AWS Certified Solutions Architect – Associate (SAA-C02) — Question 769

A solutions architect launches an Amazon EC2 instance inside a new VPC. The solutions architect configures network ACL rules and security group rules that allow the appropriate traffic to flow to and from the instance. An Elastic IP address is associated with the instance. The solutions architect needs to be able to access the instance from the internet.
Which combination of actions should the solutions architect take to accomplish this goal? (Choose two.)

Answer options

• A. Create an internet gateway. Attach the internet gateway to the VPC.
• B. Create an internet gateway. Attach the internet gateway to the instance's subnet.
• C. Create an internet gateway.
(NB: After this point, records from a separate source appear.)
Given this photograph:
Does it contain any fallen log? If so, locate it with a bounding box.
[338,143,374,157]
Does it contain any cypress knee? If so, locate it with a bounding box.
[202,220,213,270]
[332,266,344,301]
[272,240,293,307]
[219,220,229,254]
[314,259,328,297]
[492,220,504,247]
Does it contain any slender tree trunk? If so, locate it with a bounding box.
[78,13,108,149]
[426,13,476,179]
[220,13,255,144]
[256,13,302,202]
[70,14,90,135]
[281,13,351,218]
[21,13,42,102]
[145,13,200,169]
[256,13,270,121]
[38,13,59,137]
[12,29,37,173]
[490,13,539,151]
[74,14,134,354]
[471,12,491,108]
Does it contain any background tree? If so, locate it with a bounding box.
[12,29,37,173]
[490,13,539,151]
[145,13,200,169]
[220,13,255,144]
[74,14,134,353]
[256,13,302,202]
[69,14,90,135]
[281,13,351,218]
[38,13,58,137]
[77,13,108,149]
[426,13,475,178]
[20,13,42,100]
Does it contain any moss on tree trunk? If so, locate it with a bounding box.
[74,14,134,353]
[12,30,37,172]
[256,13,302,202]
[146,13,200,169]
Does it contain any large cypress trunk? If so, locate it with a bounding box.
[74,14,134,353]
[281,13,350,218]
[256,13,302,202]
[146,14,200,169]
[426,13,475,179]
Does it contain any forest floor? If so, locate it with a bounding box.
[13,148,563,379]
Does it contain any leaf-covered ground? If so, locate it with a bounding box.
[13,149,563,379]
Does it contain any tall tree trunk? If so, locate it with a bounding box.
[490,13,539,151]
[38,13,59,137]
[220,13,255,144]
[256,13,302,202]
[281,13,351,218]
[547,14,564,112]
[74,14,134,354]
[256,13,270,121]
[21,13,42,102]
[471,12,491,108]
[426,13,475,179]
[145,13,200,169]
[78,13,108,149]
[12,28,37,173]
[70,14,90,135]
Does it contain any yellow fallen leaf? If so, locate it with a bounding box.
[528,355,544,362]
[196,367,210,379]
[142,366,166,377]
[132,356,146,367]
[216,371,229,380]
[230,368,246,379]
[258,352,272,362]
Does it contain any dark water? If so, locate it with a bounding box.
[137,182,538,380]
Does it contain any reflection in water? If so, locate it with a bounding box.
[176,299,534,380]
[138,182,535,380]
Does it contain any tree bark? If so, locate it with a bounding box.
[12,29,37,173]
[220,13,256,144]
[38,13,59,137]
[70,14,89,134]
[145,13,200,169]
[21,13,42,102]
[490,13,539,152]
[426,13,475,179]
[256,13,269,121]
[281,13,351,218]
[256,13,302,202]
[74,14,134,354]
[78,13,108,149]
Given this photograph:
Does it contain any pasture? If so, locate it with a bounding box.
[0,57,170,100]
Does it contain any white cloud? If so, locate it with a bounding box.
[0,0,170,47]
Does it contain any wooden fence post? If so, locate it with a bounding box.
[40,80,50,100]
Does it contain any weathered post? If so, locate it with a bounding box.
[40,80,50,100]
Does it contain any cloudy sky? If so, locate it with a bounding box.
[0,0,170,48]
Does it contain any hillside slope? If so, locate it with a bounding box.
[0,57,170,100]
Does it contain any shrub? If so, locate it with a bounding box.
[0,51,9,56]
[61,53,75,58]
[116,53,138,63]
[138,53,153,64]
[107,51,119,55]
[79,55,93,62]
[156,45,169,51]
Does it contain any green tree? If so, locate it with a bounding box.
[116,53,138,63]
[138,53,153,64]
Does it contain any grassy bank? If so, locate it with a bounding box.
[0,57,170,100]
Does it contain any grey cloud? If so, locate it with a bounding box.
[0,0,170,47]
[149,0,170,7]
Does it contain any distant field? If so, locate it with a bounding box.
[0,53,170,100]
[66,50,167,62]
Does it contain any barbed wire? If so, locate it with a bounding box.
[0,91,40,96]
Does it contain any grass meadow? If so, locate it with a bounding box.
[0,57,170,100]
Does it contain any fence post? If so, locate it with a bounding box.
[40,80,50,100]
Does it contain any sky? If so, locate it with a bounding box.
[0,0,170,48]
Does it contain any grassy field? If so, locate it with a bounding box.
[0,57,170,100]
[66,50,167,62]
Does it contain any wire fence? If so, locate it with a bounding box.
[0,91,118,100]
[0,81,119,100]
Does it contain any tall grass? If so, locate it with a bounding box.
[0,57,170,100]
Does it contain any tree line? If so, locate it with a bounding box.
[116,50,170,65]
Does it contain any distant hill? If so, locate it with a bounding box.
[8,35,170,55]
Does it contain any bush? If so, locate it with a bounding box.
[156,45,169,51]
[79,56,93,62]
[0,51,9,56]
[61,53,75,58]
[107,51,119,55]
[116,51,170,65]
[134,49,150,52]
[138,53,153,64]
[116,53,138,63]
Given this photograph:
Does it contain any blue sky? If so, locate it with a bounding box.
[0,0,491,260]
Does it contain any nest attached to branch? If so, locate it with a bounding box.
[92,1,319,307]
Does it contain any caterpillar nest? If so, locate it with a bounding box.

Attach the internet gateway to the instance.
• D. Add a route to the route table of the instance's subnet. Route traffic from the instance's subnet to the internet gateway.
• E. Add a route to the route table of the instance's subnet. Route traffic from the internet gateway to the instance's subnet.

Correct answer: A, D

Explanation

To enable internet access for an Amazon EC2 instance in a VPC, you must attach an internet gateway to the VPC and configure a route in the subnet's route table pointing destination traffic (0.0.0.0/0) to that internet gateway. Internet gateways cannot be attached directly to individual subnets or EC2 instances, making options B and C incorrect. Option E is incorrect because route tables dictate outbound routing from the subnet, not inbound routing from the gateway to the subnet.